New Low: Just set a reminder on my phone for me to check on things I need to harvest late on Farmville.
I don't know which is worse: knowing all the free porn websites, or knowing which days they update their free porn.
this guy is so high, he just ate half of a frozen blueberry muffin and half of a frozen poppyseed muffin, then proceeded to make a "hybrid poppyberry muffin"
He doesn't fuck you and he's married, why do you keep letting him cum all over your stomach?
In the hopes he'll just put it in one day?
Restaurants Roasting People Who Gave Them Negative Yelp Reviews (25 Pics)
Thats the last thing I remember and then I woke up in this Dutch kids dorm and he was taking a picture of me while I was sleeping
You stood up gave the stripper 15 ones in a wad, hugged her and then sat back down.
i think i traded my wallet for a tim hortons gift card.
He fucked a girl named Oreo... He deserved syphilis.
On the way home she put on a necklace with her name on it and wrote my name in sharpie across my chest so that in the morning we could avoid the awkward Idk who the fuck you are conversation.

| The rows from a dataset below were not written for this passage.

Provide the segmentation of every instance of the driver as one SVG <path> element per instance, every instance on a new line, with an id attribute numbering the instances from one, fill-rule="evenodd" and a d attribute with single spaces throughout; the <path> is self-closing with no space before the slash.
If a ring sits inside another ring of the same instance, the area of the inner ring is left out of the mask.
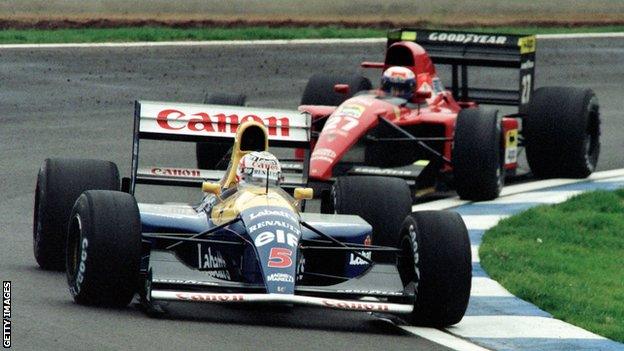
<path id="1" fill-rule="evenodd" d="M 381 90 L 391 96 L 411 101 L 414 97 L 416 76 L 411 69 L 392 66 L 384 71 L 381 77 Z"/>
<path id="2" fill-rule="evenodd" d="M 225 177 L 229 174 L 232 164 L 225 172 Z M 279 186 L 282 181 L 282 166 L 277 157 L 268 151 L 253 151 L 241 157 L 238 166 L 236 166 L 236 186 L 223 189 L 220 196 L 207 194 L 204 196 L 198 211 L 210 213 L 212 207 L 219 201 L 219 198 L 225 199 L 233 195 L 241 185 L 253 185 L 258 187 Z"/>
<path id="3" fill-rule="evenodd" d="M 243 156 L 236 168 L 236 182 L 239 185 L 266 187 L 279 186 L 282 181 L 282 166 L 277 157 L 268 151 L 253 151 Z"/>

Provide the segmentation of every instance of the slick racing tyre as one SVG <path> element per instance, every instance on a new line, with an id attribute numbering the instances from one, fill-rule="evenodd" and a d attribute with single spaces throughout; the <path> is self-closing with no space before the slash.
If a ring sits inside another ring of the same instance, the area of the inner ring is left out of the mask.
<path id="1" fill-rule="evenodd" d="M 334 91 L 336 84 L 348 84 L 351 91 L 349 94 L 336 93 Z M 310 77 L 308 84 L 306 84 L 301 97 L 301 105 L 338 106 L 357 92 L 372 88 L 373 85 L 370 80 L 359 74 L 315 74 Z"/>
<path id="2" fill-rule="evenodd" d="M 134 197 L 85 191 L 72 210 L 67 234 L 67 283 L 83 305 L 126 306 L 137 291 L 141 219 Z"/>
<path id="3" fill-rule="evenodd" d="M 206 95 L 204 104 L 245 106 L 247 97 L 243 94 L 213 94 Z M 226 155 L 232 149 L 232 143 L 202 142 L 195 144 L 197 168 L 225 170 L 228 166 Z"/>
<path id="4" fill-rule="evenodd" d="M 505 181 L 501 119 L 497 110 L 459 112 L 453 142 L 453 180 L 460 198 L 498 197 Z"/>
<path id="5" fill-rule="evenodd" d="M 67 223 L 85 190 L 119 190 L 119 171 L 108 161 L 46 159 L 37 175 L 33 209 L 33 249 L 39 266 L 65 269 Z"/>
<path id="6" fill-rule="evenodd" d="M 413 325 L 446 327 L 468 307 L 472 257 L 468 230 L 459 214 L 422 211 L 407 216 L 400 231 L 398 269 L 403 284 L 416 290 Z"/>
<path id="7" fill-rule="evenodd" d="M 526 156 L 539 178 L 585 178 L 598 163 L 600 113 L 591 89 L 535 90 L 523 120 Z"/>
<path id="8" fill-rule="evenodd" d="M 336 213 L 358 215 L 373 227 L 373 245 L 397 247 L 401 223 L 412 211 L 412 196 L 403 179 L 338 177 L 332 198 Z"/>

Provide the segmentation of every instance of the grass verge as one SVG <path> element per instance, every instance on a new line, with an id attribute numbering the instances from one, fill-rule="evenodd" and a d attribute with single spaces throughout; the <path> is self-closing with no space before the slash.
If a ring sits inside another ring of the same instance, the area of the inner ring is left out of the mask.
<path id="1" fill-rule="evenodd" d="M 485 233 L 479 255 L 514 295 L 624 342 L 624 189 L 505 219 Z"/>
<path id="2" fill-rule="evenodd" d="M 600 27 L 473 27 L 459 28 L 475 32 L 500 33 L 579 33 L 624 32 L 624 26 Z M 385 29 L 327 27 L 232 27 L 232 28 L 170 28 L 122 27 L 81 29 L 4 29 L 0 43 L 97 43 L 170 40 L 253 40 L 253 39 L 317 39 L 384 37 Z"/>

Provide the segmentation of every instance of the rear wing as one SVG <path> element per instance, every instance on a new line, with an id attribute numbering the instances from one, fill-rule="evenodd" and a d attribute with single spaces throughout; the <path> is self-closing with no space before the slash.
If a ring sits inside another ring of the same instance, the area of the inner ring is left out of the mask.
<path id="1" fill-rule="evenodd" d="M 451 65 L 451 91 L 457 100 L 470 100 L 481 104 L 517 105 L 519 113 L 527 112 L 535 84 L 534 35 L 411 28 L 388 32 L 388 46 L 398 41 L 415 42 L 425 48 L 435 64 Z M 517 89 L 469 87 L 469 66 L 518 69 L 518 87 Z"/>
<path id="2" fill-rule="evenodd" d="M 297 111 L 242 106 L 201 105 L 158 101 L 135 101 L 131 177 L 124 189 L 134 194 L 136 184 L 201 186 L 203 181 L 218 181 L 225 171 L 177 167 L 139 168 L 142 139 L 181 142 L 231 142 L 238 127 L 256 121 L 267 127 L 269 146 L 304 150 L 298 163 L 286 163 L 285 187 L 307 184 L 310 159 L 311 117 Z M 195 155 L 193 155 L 194 157 Z M 292 160 L 291 160 L 292 161 Z"/>

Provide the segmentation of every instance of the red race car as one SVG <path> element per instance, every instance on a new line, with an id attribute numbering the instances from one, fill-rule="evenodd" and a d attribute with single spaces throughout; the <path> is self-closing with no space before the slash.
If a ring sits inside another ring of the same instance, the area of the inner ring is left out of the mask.
<path id="1" fill-rule="evenodd" d="M 412 195 L 446 187 L 462 199 L 494 199 L 523 148 L 534 176 L 591 174 L 600 152 L 598 100 L 585 88 L 534 90 L 535 48 L 535 36 L 399 29 L 388 34 L 384 62 L 362 63 L 383 70 L 379 89 L 361 75 L 312 76 L 299 110 L 312 116 L 308 182 L 323 212 L 349 212 L 340 197 L 374 201 L 349 195 L 353 183 L 389 187 L 388 196 L 405 188 L 353 175 L 402 178 Z M 449 90 L 434 64 L 451 66 Z M 469 67 L 488 87 L 469 84 Z M 499 87 L 500 73 L 488 80 L 502 68 L 519 71 L 514 89 Z"/>

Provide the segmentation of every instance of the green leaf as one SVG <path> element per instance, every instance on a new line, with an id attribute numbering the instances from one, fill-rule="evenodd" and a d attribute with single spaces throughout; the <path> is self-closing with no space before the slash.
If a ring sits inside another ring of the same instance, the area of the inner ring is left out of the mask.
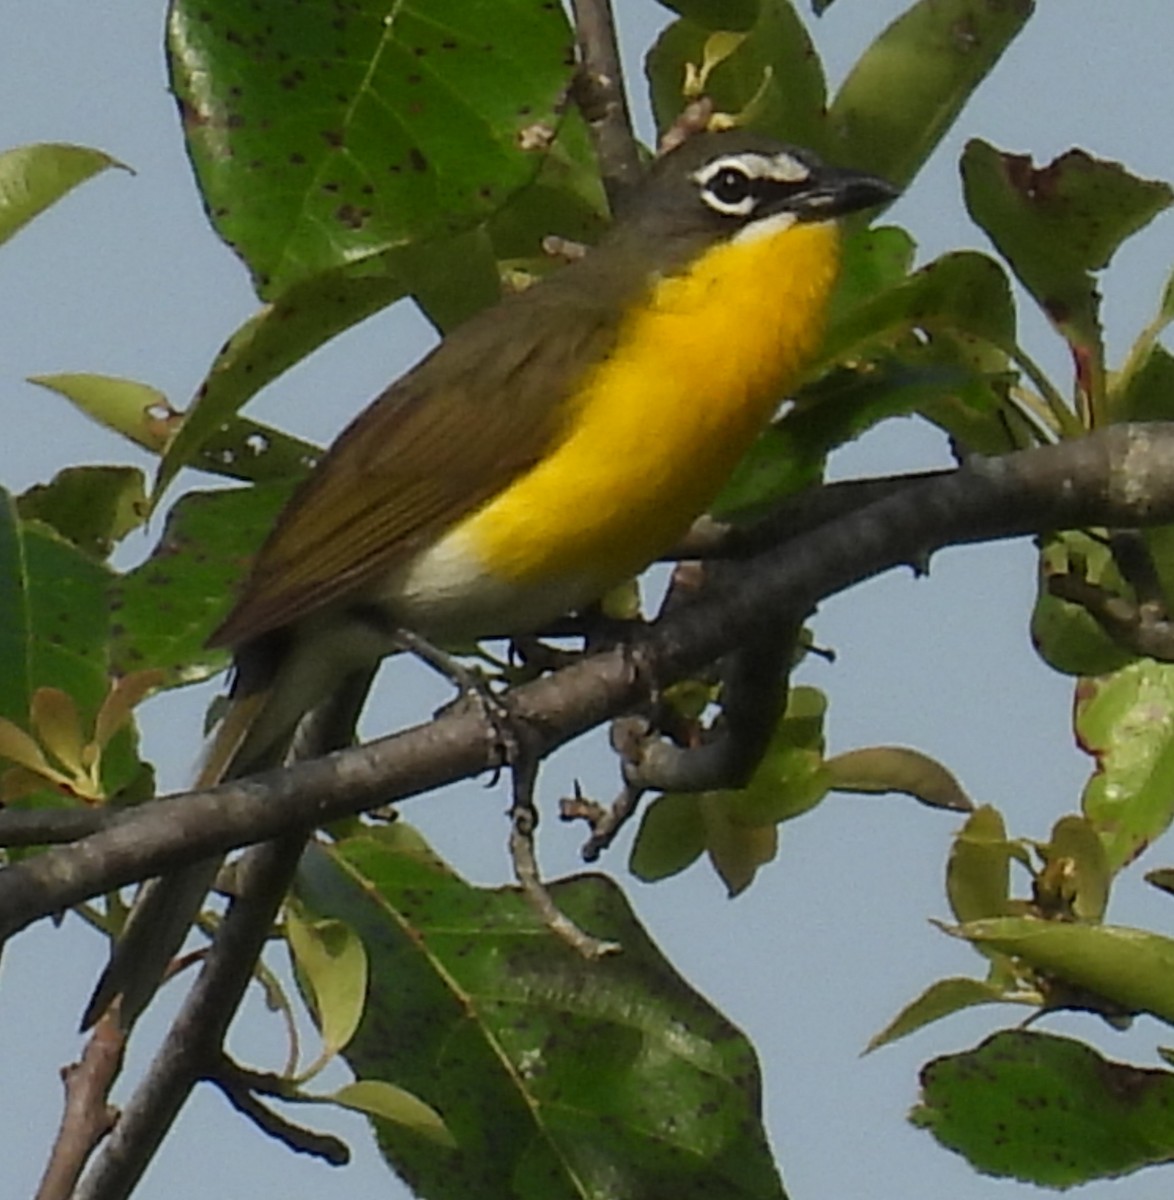
<path id="1" fill-rule="evenodd" d="M 34 775 L 65 776 L 50 765 L 41 744 L 7 717 L 0 717 L 0 762 L 16 763 Z"/>
<path id="2" fill-rule="evenodd" d="M 383 1079 L 359 1079 L 340 1087 L 329 1096 L 315 1098 L 331 1100 L 344 1108 L 366 1113 L 369 1117 L 391 1121 L 437 1145 L 456 1148 L 456 1139 L 432 1105 L 425 1104 L 419 1096 Z"/>
<path id="3" fill-rule="evenodd" d="M 1174 819 L 1174 666 L 1142 659 L 1082 681 L 1075 722 L 1095 760 L 1081 807 L 1116 872 Z"/>
<path id="4" fill-rule="evenodd" d="M 928 1063 L 910 1114 L 987 1175 L 1067 1188 L 1174 1157 L 1174 1075 L 1070 1038 L 996 1033 Z"/>
<path id="5" fill-rule="evenodd" d="M 903 283 L 916 249 L 913 238 L 896 225 L 857 229 L 845 237 L 828 328 L 835 329 L 854 309 Z"/>
<path id="6" fill-rule="evenodd" d="M 762 516 L 783 497 L 821 482 L 831 451 L 890 417 L 923 413 L 978 453 L 1014 448 L 1004 417 L 1006 381 L 989 369 L 1005 367 L 1005 357 L 990 364 L 988 347 L 949 333 L 928 344 L 909 338 L 895 353 L 883 346 L 864 353 L 875 357 L 833 367 L 798 393 L 795 407 L 735 468 L 711 508 L 715 516 Z"/>
<path id="7" fill-rule="evenodd" d="M 91 722 L 106 694 L 110 573 L 0 491 L 0 716 L 27 728 L 39 687 L 67 692 Z"/>
<path id="8" fill-rule="evenodd" d="M 709 854 L 731 896 L 749 887 L 778 850 L 776 826 L 814 808 L 828 791 L 823 770 L 827 701 L 792 688 L 749 783 L 743 788 L 666 793 L 644 812 L 629 866 L 639 879 L 664 879 Z"/>
<path id="9" fill-rule="evenodd" d="M 1013 999 L 1001 985 L 985 979 L 969 979 L 965 976 L 939 979 L 931 983 L 916 1000 L 905 1005 L 884 1029 L 874 1035 L 864 1052 L 871 1054 L 881 1046 L 900 1041 L 926 1025 L 953 1016 L 963 1009 L 979 1004 L 1006 1004 Z"/>
<path id="10" fill-rule="evenodd" d="M 112 654 L 120 673 L 159 667 L 190 683 L 224 666 L 204 641 L 227 615 L 261 539 L 291 485 L 188 492 L 167 515 L 150 557 L 112 590 Z"/>
<path id="11" fill-rule="evenodd" d="M 1162 299 L 1154 319 L 1134 339 L 1125 357 L 1121 370 L 1109 380 L 1108 413 L 1112 421 L 1163 420 L 1163 417 L 1134 416 L 1134 412 L 1166 412 L 1169 410 L 1169 391 L 1163 385 L 1170 382 L 1170 355 L 1158 342 L 1158 338 L 1174 321 L 1174 272 L 1162 289 Z M 1160 361 L 1159 361 L 1160 360 Z M 1140 384 L 1139 376 L 1154 369 L 1156 378 Z M 1140 394 L 1139 394 L 1140 392 Z"/>
<path id="12" fill-rule="evenodd" d="M 532 260 L 549 269 L 543 240 L 554 235 L 594 244 L 607 228 L 607 195 L 587 122 L 571 109 L 563 118 L 534 182 L 515 192 L 485 224 L 498 259 Z M 439 322 L 444 327 L 444 322 Z"/>
<path id="13" fill-rule="evenodd" d="M 823 480 L 827 455 L 841 444 L 842 435 L 839 423 L 830 432 L 813 430 L 795 414 L 770 426 L 742 456 L 710 512 L 718 520 L 751 521 L 784 496 L 814 487 Z"/>
<path id="14" fill-rule="evenodd" d="M 175 0 L 167 40 L 209 214 L 270 297 L 500 208 L 574 63 L 562 6 L 533 0 Z"/>
<path id="15" fill-rule="evenodd" d="M 293 902 L 285 912 L 285 937 L 322 1037 L 321 1056 L 299 1076 L 305 1080 L 338 1054 L 359 1027 L 367 1000 L 367 954 L 342 921 L 308 920 Z"/>
<path id="16" fill-rule="evenodd" d="M 1105 845 L 1093 823 L 1084 817 L 1061 817 L 1040 852 L 1048 864 L 1041 884 L 1058 884 L 1067 907 L 1080 920 L 1101 920 L 1109 905 L 1111 877 Z M 1059 877 L 1053 882 L 1054 874 Z"/>
<path id="17" fill-rule="evenodd" d="M 1162 300 L 1158 305 L 1157 323 L 1164 329 L 1174 321 L 1174 271 L 1166 277 L 1166 286 L 1162 289 Z"/>
<path id="18" fill-rule="evenodd" d="M 398 300 L 406 286 L 391 256 L 384 255 L 300 280 L 251 316 L 221 347 L 184 414 L 159 464 L 155 496 L 181 467 L 207 465 L 201 451 L 215 453 L 209 442 L 257 392 L 330 338 Z M 271 445 L 279 444 L 272 431 L 264 434 Z M 295 456 L 296 448 L 281 458 Z"/>
<path id="19" fill-rule="evenodd" d="M 111 167 L 130 170 L 87 146 L 47 142 L 0 152 L 0 243 L 79 183 Z"/>
<path id="20" fill-rule="evenodd" d="M 371 965 L 345 1057 L 406 1088 L 456 1149 L 375 1119 L 423 1195 L 582 1200 L 781 1198 L 746 1040 L 677 976 L 609 880 L 555 884 L 555 903 L 622 952 L 587 961 L 516 889 L 470 887 L 378 836 L 313 847 L 298 891 L 345 921 Z"/>
<path id="21" fill-rule="evenodd" d="M 1007 954 L 1106 1007 L 1147 1012 L 1174 1024 L 1174 941 L 1122 925 L 994 917 L 948 930 L 976 946 Z"/>
<path id="22" fill-rule="evenodd" d="M 898 260 L 899 261 L 899 260 Z M 1004 453 L 1014 380 L 1015 308 L 1003 269 L 973 251 L 947 254 L 893 285 L 839 301 L 816 371 L 787 418 L 824 452 L 886 417 L 922 412 L 962 445 Z M 855 289 L 853 289 L 855 290 Z M 848 364 L 846 369 L 838 364 Z"/>
<path id="23" fill-rule="evenodd" d="M 946 865 L 946 895 L 959 921 L 1001 917 L 1010 912 L 1014 857 L 999 810 L 989 804 L 975 809 L 954 839 Z"/>
<path id="24" fill-rule="evenodd" d="M 1174 525 L 1151 525 L 1138 530 L 1158 575 L 1164 596 L 1174 595 Z M 1125 590 L 1132 599 L 1132 591 Z"/>
<path id="25" fill-rule="evenodd" d="M 741 825 L 777 825 L 813 809 L 828 792 L 824 770 L 827 697 L 813 687 L 793 687 L 787 708 L 744 788 L 705 793 L 729 808 Z"/>
<path id="26" fill-rule="evenodd" d="M 396 254 L 396 265 L 424 315 L 442 333 L 501 298 L 497 259 L 484 226 L 405 246 Z"/>
<path id="27" fill-rule="evenodd" d="M 974 805 L 957 778 L 937 759 L 908 746 L 867 746 L 824 763 L 828 786 L 837 792 L 877 795 L 902 792 L 930 808 L 970 812 Z"/>
<path id="28" fill-rule="evenodd" d="M 691 6 L 691 7 L 701 7 Z M 691 11 L 656 40 L 645 60 L 656 127 L 663 132 L 680 114 L 686 66 L 700 67 L 715 29 L 745 29 L 745 37 L 705 81 L 705 94 L 719 112 L 748 108 L 752 124 L 764 133 L 821 151 L 827 141 L 823 66 L 803 22 L 789 0 L 762 0 L 752 25 L 726 16 L 731 5 L 705 5 L 710 14 Z M 683 10 L 682 10 L 683 11 Z M 710 24 L 708 21 L 719 23 Z"/>
<path id="29" fill-rule="evenodd" d="M 33 375 L 29 383 L 64 396 L 99 425 L 152 454 L 163 452 L 179 416 L 158 388 L 134 379 L 71 373 Z"/>
<path id="30" fill-rule="evenodd" d="M 16 502 L 25 520 L 43 521 L 94 558 L 106 558 L 147 511 L 143 473 L 135 467 L 66 467 Z"/>
<path id="31" fill-rule="evenodd" d="M 698 796 L 657 796 L 640 818 L 628 870 L 645 883 L 678 875 L 705 853 L 705 814 Z"/>
<path id="32" fill-rule="evenodd" d="M 291 323 L 293 316 L 292 312 L 287 312 L 287 319 Z M 228 348 L 221 352 L 217 362 L 221 362 L 227 353 Z M 260 379 L 263 364 L 254 358 L 243 365 L 243 370 L 246 375 L 250 370 L 255 370 L 257 374 L 254 378 Z M 166 452 L 168 464 L 174 460 L 175 469 L 181 465 L 191 466 L 212 475 L 253 482 L 290 480 L 305 474 L 320 453 L 317 446 L 300 438 L 291 437 L 257 421 L 232 416 L 229 406 L 224 406 L 222 412 L 216 413 L 215 401 L 209 401 L 207 405 L 213 418 L 207 419 L 207 411 L 202 415 L 203 428 L 199 432 L 198 444 L 191 444 L 195 439 L 183 433 L 183 414 L 172 408 L 158 388 L 133 379 L 68 374 L 38 375 L 29 382 L 64 396 L 86 416 L 144 450 L 152 454 Z M 178 461 L 181 454 L 168 449 L 173 437 L 176 440 L 183 438 L 182 463 Z M 158 499 L 158 496 L 156 485 L 155 498 Z"/>
<path id="33" fill-rule="evenodd" d="M 824 339 L 831 363 L 875 345 L 899 344 L 912 330 L 949 330 L 1015 347 L 1015 304 L 1003 268 L 973 250 L 958 250 L 922 267 L 895 287 L 842 311 Z"/>
<path id="34" fill-rule="evenodd" d="M 1084 390 L 1099 398 L 1104 347 L 1092 273 L 1169 207 L 1174 191 L 1083 150 L 1036 168 L 978 139 L 962 155 L 962 182 L 970 215 L 1082 356 Z"/>
<path id="35" fill-rule="evenodd" d="M 836 94 L 829 113 L 836 156 L 907 184 L 1034 9 L 1032 0 L 912 5 Z"/>
<path id="36" fill-rule="evenodd" d="M 82 728 L 93 728 L 109 690 L 111 578 L 48 526 L 21 521 L 0 491 L 0 716 L 27 729 L 37 690 L 58 688 Z M 129 730 L 114 738 L 101 768 L 107 795 L 147 783 Z M 42 801 L 61 797 L 40 794 L 36 802 Z"/>
<path id="37" fill-rule="evenodd" d="M 773 824 L 740 820 L 729 794 L 705 792 L 697 797 L 705 821 L 705 849 L 713 869 L 731 898 L 753 882 L 758 868 L 773 862 L 779 850 L 779 831 Z"/>
<path id="38" fill-rule="evenodd" d="M 230 417 L 192 455 L 191 467 L 245 483 L 298 483 L 322 456 L 322 449 L 272 425 Z M 158 488 L 152 502 L 160 498 Z"/>
<path id="39" fill-rule="evenodd" d="M 1154 345 L 1145 363 L 1112 397 L 1114 421 L 1169 421 L 1174 417 L 1174 354 Z"/>
<path id="40" fill-rule="evenodd" d="M 1113 641 L 1082 605 L 1052 594 L 1049 578 L 1073 570 L 1110 591 L 1127 591 L 1103 540 L 1080 530 L 1049 535 L 1040 547 L 1039 589 L 1031 614 L 1032 644 L 1048 666 L 1065 675 L 1108 675 L 1137 656 Z"/>

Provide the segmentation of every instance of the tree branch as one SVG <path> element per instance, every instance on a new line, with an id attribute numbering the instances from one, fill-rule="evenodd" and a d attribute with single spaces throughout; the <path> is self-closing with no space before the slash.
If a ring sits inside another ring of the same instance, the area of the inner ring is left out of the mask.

Best. Girl. Ever.
Woman Posts Harassing DMs From Creep Online, Now He’s Upset Because People Told His Mom
My month off booze swimsuit season diet plan is working well. Plus I'm learning so much about my house, did you know a girl named Meagan lives here?
She dresses like Bruce Banner and fucks like the Hulk. She is all of my lesbian fantasies come true.
See if shell let you call her dr banner in bed
I'm full of champagne and rage, of course I'm showing up at his house.
It feels like the devil is humping my brain with his razor sharp erection.
Well I didn't get a shacker shirt but I somehow managed to come home with superman socks
Who the fuck puts glitter on their vagina? It’s all over my face and crotch.